Écartée des tractations d’unité, la droite religieuse ferait mieux de renoncer

Pourquoi le parti Yamina pourrait exercer une plus grande influence sur le prochain gouvernement en siégeant dans l'opposition qu'en intégrant le cabinet

Haviv Rettig Gur

Haviv Rettig Gur est l'analyste du Times of Israël

Les députés de Yamina saluent leurs partisans à Kfar Maccabiah après la diffusion des sondages de sortie des urnes, le 2 mars 2020 (Crédit : Flash90)
Les députés de Yamina saluent leurs partisans à Kfar Maccabiah après la diffusion des sondages de sortie des urnes, le 2 mars 2020 (Crédit : Flash90)

Le parti national religieux de droite Yamina observe avec une frustration et une peur croissantes les pourparlers d’unité en cours entre le Premier ministre Benjamin Netanyahu et Benny Gantz de Kakhol lavan.

Benjamin Netanyahu a obtenu l’accord de ce dernier pour une annexion limitée à la Cisjordanie, bien que l’étendue réelle ne soit pas encore claire.

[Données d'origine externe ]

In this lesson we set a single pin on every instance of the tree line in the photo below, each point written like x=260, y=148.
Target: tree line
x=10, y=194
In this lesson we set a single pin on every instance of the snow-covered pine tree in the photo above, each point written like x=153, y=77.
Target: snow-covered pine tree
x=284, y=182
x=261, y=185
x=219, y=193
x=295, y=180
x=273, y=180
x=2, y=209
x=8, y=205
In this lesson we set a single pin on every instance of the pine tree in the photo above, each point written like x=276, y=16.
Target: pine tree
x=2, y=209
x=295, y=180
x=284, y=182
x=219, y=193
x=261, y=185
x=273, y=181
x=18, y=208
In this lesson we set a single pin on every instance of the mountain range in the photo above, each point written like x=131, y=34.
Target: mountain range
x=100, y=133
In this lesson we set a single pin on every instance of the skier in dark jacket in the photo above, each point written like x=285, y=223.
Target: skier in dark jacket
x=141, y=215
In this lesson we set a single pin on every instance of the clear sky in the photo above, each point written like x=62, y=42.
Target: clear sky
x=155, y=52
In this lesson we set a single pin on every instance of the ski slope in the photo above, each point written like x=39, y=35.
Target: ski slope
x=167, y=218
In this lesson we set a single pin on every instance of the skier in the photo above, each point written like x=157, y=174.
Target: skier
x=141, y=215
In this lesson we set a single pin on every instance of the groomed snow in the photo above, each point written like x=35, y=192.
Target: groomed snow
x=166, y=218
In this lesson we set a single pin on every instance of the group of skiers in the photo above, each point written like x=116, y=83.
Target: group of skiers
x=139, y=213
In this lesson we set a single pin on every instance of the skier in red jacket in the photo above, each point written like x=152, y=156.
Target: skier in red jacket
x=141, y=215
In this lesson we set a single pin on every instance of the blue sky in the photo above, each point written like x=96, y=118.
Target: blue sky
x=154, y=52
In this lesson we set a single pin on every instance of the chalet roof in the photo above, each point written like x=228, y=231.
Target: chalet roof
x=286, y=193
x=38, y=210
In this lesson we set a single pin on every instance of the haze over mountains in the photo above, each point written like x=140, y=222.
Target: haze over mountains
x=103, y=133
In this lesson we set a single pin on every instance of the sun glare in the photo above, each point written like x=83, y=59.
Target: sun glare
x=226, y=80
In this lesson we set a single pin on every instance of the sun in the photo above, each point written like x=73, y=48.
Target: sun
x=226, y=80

Sur la question de la réforme judiciaire, qui est au centre du programme de Yamina, le Premier ministre semble avoir cédé du terrain, Benny Gantz refusant d’autoriser des changements dans la structure du Comité des nominations judiciaires alors même que son parti prendrait le contrôle du ministère de la Justice.

Dans ses déclarations publiques de la semaine dernière, Yamina n’a pas caché sa frustration concernant l’abandon de la réforme judiciaire à Kakhol lavan, ni sur son scepticisme quant à savoir si Benjamin Netanyahu prévoit réellement de mettre en œuvre une quelconque annexion.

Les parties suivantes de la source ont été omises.